The canvas chairs were set on the stoop. There were glasses and a bucket of ice and jugs of frosted rainwater on the cane table, and Wee Georgie, with tender care, was cutting the seal of a new bottle of Scotch.
He looked up as Sonderfeld mounted the steps, and his bloated face was distorted into a smile that displayed his gapped and rotten teeth. His voice was a piping cockney, incongruous in so large a man.

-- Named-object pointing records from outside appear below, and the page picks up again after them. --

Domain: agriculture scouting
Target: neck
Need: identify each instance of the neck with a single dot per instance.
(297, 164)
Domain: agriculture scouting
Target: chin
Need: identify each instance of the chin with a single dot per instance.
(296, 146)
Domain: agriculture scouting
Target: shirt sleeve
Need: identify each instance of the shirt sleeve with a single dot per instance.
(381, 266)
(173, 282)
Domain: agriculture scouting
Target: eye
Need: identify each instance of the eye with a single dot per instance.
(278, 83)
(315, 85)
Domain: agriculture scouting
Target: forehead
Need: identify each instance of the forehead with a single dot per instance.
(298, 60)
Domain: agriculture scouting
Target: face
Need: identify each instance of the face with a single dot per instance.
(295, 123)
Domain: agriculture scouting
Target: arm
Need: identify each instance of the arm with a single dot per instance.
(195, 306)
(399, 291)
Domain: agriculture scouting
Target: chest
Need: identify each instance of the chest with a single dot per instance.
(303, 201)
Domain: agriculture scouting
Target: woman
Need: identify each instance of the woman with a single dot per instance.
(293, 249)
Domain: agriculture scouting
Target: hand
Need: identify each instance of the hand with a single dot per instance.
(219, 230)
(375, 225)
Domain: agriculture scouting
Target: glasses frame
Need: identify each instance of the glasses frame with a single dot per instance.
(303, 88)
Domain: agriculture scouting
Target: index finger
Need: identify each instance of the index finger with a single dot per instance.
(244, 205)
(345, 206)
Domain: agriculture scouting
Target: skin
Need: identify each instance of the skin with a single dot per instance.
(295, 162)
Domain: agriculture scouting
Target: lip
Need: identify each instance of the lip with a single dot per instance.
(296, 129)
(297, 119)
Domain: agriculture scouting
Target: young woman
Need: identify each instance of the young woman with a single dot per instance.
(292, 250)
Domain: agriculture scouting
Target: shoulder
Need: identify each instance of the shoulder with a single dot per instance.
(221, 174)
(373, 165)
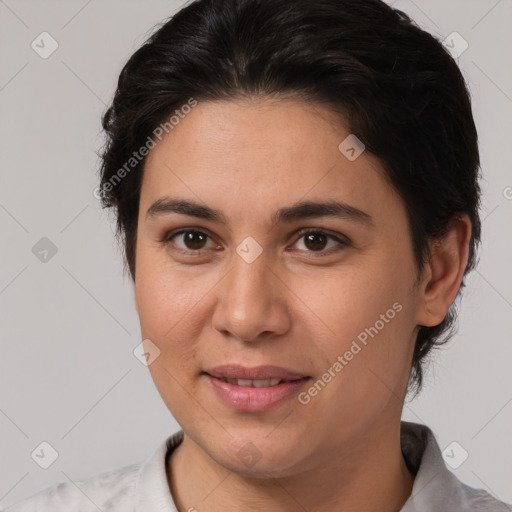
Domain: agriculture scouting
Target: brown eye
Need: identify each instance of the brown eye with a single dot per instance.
(316, 241)
(188, 240)
(194, 240)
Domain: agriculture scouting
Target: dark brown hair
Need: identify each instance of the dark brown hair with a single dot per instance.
(401, 92)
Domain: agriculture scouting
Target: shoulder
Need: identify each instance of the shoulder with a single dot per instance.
(479, 500)
(435, 487)
(112, 490)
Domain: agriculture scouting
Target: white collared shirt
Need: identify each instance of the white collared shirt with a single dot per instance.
(144, 487)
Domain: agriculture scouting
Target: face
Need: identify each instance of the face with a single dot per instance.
(324, 294)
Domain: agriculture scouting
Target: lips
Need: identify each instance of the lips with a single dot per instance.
(257, 375)
(256, 389)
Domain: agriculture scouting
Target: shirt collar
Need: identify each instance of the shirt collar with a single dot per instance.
(435, 488)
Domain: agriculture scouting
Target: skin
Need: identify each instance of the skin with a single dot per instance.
(297, 305)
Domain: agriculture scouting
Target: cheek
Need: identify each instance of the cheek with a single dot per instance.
(367, 324)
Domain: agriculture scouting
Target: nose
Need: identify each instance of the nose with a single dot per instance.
(251, 303)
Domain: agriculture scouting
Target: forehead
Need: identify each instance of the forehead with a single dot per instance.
(260, 154)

“’Arf a minute, boss, and we’re all set for the party. Care for a pipe-opener?”
“In a moment.”
Sonderfeld surveyed him with weary distaste. Wee Georgie was one of his less successful enterprises. He was a head shorter than Sonderfeld, but his stumpy body was monstrous. His tousled head was set on two rolls of blubber, his breasts were pendulous as a woman’s and his belly was an obscene barrel scarcely covered by his shirt. His trouser belt slipped under it like string round a rubber ball. His bowlegs were knotted with blue veins and discoloured by ulcer scars. His misshapen feet were thrust into canvas shoes slit at both sides for comfort. When he laughed, which was often, he quaked like a jelly and his eyes were lost in the folds of his purple face. When he moved—which was as little as possible—he wheezed like a broken-winded nag.
“For God’s sake, man, why don’t you tidy your hair?” snapped Sonderfeld.